Data Type Storage Reason
Photo/video files S3 (object storage) Large blobs, immutable, append-only, durable, cost-effective.
Post metadata (caption, created_at, like_count) PostgreSQL Small, frequently updated, requires indexing and joins.
User profile PostgreSQL Transactional, consistent, indexed by username.
Like counts Redis (cache) Hot data, high read rate, eventual consistency OK.
Comments PostgreSQL + Elasticsearch Need ordering, search, and fast retrieval.
Thumbnails CDN (cached from S3) Frequently accessed, geographically distributed.

Strategy: Use PostgreSQL for metadata, S3 for media, Redis for hot counts, Elasticsearch for search.

How would you support search over users, hashtags, and locations?

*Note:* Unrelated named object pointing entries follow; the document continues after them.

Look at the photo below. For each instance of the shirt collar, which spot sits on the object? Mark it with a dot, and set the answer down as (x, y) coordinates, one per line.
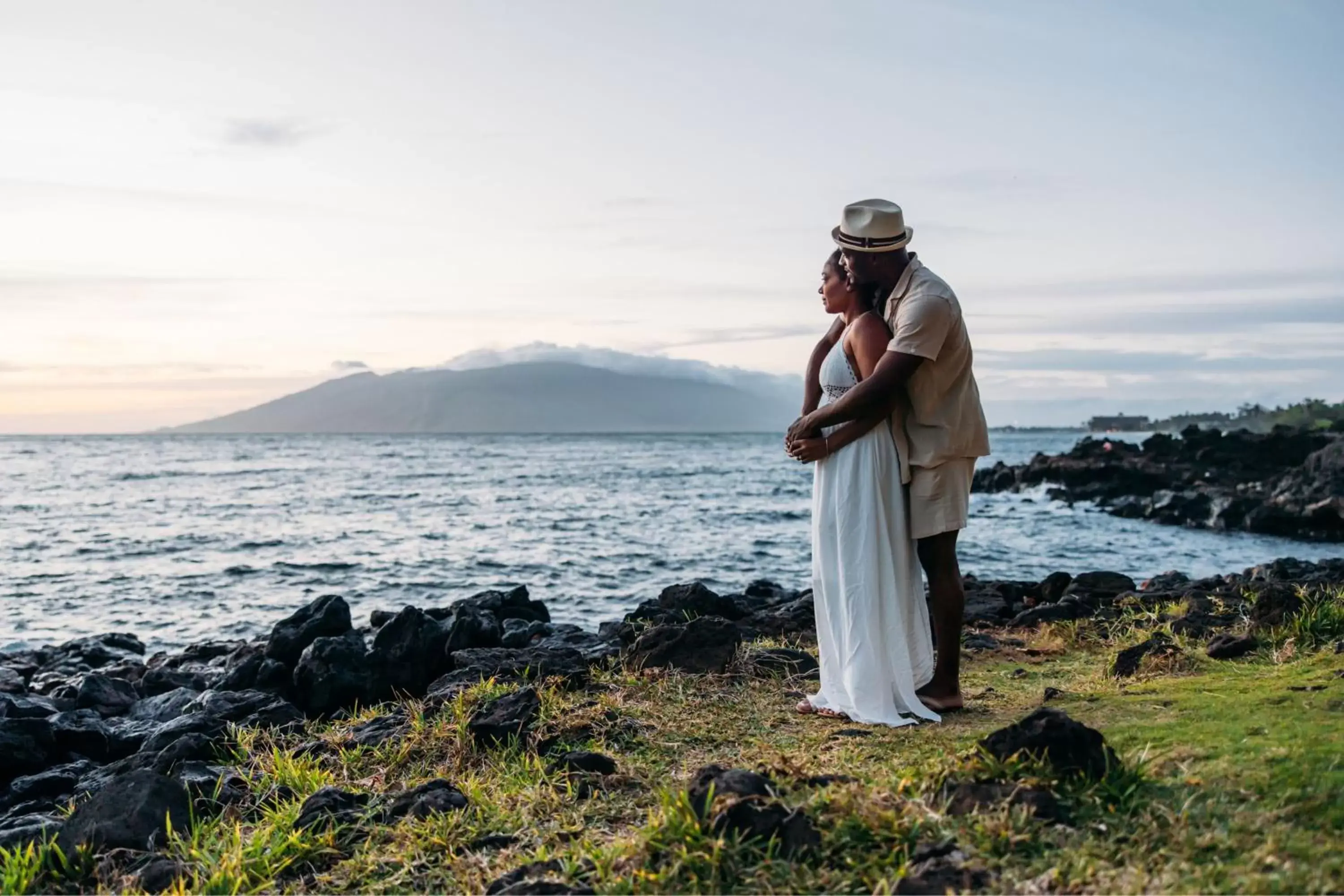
(906, 276)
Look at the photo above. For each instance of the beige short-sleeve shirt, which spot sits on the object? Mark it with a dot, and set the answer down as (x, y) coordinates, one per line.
(941, 418)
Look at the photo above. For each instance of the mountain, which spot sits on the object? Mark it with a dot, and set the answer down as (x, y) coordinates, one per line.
(538, 397)
(609, 359)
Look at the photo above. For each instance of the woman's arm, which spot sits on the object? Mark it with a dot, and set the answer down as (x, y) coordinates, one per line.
(867, 343)
(812, 381)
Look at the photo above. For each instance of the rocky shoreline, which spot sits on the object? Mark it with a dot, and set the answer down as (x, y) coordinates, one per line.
(1287, 482)
(134, 739)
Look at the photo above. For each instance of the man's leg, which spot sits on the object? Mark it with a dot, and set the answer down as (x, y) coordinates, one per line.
(948, 599)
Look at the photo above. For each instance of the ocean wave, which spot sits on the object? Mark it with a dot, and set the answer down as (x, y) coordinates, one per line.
(318, 567)
(160, 474)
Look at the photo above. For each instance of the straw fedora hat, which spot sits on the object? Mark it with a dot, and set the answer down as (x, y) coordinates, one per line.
(873, 226)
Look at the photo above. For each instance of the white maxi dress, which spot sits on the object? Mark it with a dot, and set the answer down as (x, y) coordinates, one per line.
(873, 624)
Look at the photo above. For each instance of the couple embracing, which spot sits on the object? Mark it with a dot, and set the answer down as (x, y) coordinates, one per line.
(893, 426)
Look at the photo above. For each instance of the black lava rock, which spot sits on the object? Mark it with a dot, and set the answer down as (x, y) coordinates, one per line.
(1049, 734)
(974, 796)
(81, 731)
(158, 681)
(504, 718)
(585, 762)
(213, 728)
(327, 617)
(409, 653)
(719, 782)
(703, 645)
(131, 812)
(27, 746)
(472, 629)
(334, 673)
(1128, 660)
(783, 661)
(331, 806)
(758, 820)
(107, 696)
(379, 730)
(1229, 646)
(425, 800)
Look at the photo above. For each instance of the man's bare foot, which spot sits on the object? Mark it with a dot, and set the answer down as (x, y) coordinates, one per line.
(943, 704)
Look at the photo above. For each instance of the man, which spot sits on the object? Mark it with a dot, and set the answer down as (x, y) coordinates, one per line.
(925, 382)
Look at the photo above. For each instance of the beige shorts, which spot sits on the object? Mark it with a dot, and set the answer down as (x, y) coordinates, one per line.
(940, 497)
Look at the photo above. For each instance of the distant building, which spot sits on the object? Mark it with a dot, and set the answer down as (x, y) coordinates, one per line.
(1117, 424)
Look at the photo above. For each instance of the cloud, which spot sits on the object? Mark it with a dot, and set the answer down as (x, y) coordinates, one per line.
(722, 336)
(1179, 283)
(271, 134)
(998, 181)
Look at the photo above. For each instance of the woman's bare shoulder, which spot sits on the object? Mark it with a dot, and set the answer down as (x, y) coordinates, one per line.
(870, 330)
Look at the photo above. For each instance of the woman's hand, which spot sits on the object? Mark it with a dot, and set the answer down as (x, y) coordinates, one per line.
(808, 450)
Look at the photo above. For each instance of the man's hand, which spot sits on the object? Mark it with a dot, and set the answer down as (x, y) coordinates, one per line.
(801, 429)
(808, 450)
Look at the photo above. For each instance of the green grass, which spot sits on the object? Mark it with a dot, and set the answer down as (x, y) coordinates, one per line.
(1233, 781)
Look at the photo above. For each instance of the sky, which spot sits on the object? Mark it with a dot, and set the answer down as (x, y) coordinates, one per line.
(206, 206)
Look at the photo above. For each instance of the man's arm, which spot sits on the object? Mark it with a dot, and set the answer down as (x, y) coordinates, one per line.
(874, 397)
(812, 382)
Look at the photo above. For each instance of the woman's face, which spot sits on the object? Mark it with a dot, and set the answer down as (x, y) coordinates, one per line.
(835, 289)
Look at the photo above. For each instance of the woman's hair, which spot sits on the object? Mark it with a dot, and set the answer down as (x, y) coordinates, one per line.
(867, 293)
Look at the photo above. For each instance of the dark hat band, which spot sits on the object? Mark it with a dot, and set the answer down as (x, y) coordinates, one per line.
(869, 242)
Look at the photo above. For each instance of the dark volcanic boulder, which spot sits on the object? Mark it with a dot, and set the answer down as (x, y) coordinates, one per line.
(717, 781)
(1128, 660)
(694, 599)
(781, 661)
(1275, 605)
(327, 617)
(409, 653)
(232, 706)
(162, 707)
(514, 603)
(131, 812)
(426, 800)
(107, 696)
(213, 727)
(331, 806)
(504, 718)
(972, 796)
(1049, 734)
(474, 629)
(769, 820)
(706, 644)
(1229, 646)
(50, 785)
(11, 681)
(523, 663)
(30, 707)
(81, 731)
(585, 762)
(1101, 585)
(334, 673)
(1050, 613)
(26, 746)
(21, 831)
(158, 681)
(1053, 587)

Search is a separate concern from the main feed system:

  • User search: Index users by username in Elasticsearch. Prefix search (autocomplete): returns suggestions as user types.
  • Hashtag search: Inverted index from hashtag to posts. Rank by post popularity (likes + comments).
  • Location search: Geohashing or S2 cells for proximity. Search by location name (city, venue) or GPS coordinates.
  • Indexing delay: Search indexes are updated asynchronously (10-60s lag), which is acceptable.
  • Ranking: Rank search results by engagement (likes, comments, saves), freshness, and user's network.
  • Filtering: Filter by date range, media type (photo vs video), follower count, etc.

Architecture: Separate Elasticsearch cluster for search; async indexing pipeline from main database.